Я купил газету, поспешил домой.
Статья удалась. Пенсионеры и домохозяйки наверняка завалили редакцию письмами поддержки, раскалили телефон главреда, а под конец вышли на демонстрацию солидарности с родителями пропавших тарантин.
Журналист Заливайло в подробностях расписал угрозы Михалыча в адрес Ромки и дружков. Не забыл добавить подробностей и от себя, чтоб вышло пострашнее. Получился не полуживой Михалыч, а свирепый живодер, что угрожал невинным детишкам лютой смертью.
Как Михалыч разбивал лобовуху ромкиного джипа, Заливайло в красках описывал три абзаца. Вспомнил и обо мне – как я на маленьком джипчике увёз Михалыча из-под носа охранника. Слова подкрепил кадрами из записи видеокамеры, что спрятана в дупле акации, и следит за стоянкой ромкиного джипа.
Похищение кроссовок из ромкиного джипа Заливайло приписал тому же Михалычу.
Каждое слово статьи заставляло читателя посылать Михалычу проклятья. Под конец Заливайло высказал уверенность, что тарантин – невинных овечек – похитил кровожадный Михалыч.
Как странно ведёт себя милиция, граждане! Виновный давно известен, а следователи хлопают ушами! Похититель наших детей разгуливает на свободе, и обезумевшим от горя родителям смеётся в лицо!

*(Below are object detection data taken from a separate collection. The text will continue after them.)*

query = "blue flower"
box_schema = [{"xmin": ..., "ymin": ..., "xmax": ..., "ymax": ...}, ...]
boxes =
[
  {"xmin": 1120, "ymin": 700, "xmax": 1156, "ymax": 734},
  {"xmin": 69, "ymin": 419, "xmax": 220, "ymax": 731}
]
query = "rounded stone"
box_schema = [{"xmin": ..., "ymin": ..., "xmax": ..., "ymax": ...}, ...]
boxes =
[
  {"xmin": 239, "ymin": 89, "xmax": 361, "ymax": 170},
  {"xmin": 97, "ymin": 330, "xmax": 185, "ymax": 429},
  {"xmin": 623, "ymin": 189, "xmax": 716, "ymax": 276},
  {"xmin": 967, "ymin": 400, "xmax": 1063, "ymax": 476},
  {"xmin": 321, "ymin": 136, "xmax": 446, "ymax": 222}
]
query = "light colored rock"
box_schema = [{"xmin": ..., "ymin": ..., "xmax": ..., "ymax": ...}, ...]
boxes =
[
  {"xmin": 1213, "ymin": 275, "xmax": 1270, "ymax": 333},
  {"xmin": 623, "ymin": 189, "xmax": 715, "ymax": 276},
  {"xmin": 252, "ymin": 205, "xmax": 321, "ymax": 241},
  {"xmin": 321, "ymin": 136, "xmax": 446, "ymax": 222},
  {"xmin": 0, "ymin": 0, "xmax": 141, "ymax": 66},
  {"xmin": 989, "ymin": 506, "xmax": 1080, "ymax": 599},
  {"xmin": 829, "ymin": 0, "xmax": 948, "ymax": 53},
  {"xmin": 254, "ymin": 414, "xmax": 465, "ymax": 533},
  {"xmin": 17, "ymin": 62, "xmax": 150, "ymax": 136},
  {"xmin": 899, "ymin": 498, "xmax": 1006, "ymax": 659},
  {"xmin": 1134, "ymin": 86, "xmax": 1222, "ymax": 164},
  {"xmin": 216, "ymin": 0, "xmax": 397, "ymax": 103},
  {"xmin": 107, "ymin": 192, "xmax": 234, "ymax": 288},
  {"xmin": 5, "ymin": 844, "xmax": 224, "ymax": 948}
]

Статью завершал пламенный призыв журналиста Заливайло наказать злобного Михалыча если не по закону, так по совести.
О пропаже тарантин целая статья. О пропавшем очкарике ни слова. Пляска журналиста Заливайло под дудочку депутата Маслины удалась.
Я отложил газету, вышел на балкон, сменил в лёгких смесь котячьих меток с одеколоном на воздух.
Когда отдышался, попытался представить, как с тарантинами мог расквитаться Михалыч. Против тщедушного тельца Михалыча воображение выставляло три толстенных туши тарантин. Как один не юный задохлик мог справиться с тремя молодыми и крепкими бегемотами?
Да, Михалыч мог пульнуть в тарантин из… да хоть из пулемёта. Где кровь? Где следы суматохи? Как застрелить троих одновременно? Не лежали же тарантины и ждали, пока Михалыч всадит каждому по пуле!
Юсупов вариант с клофелином в тарантиновой бутылке водки мне нравился больше. До идеала не дотягивал, но объяснял, как тарантин мог порешить Михалыч, а не дядька Некто.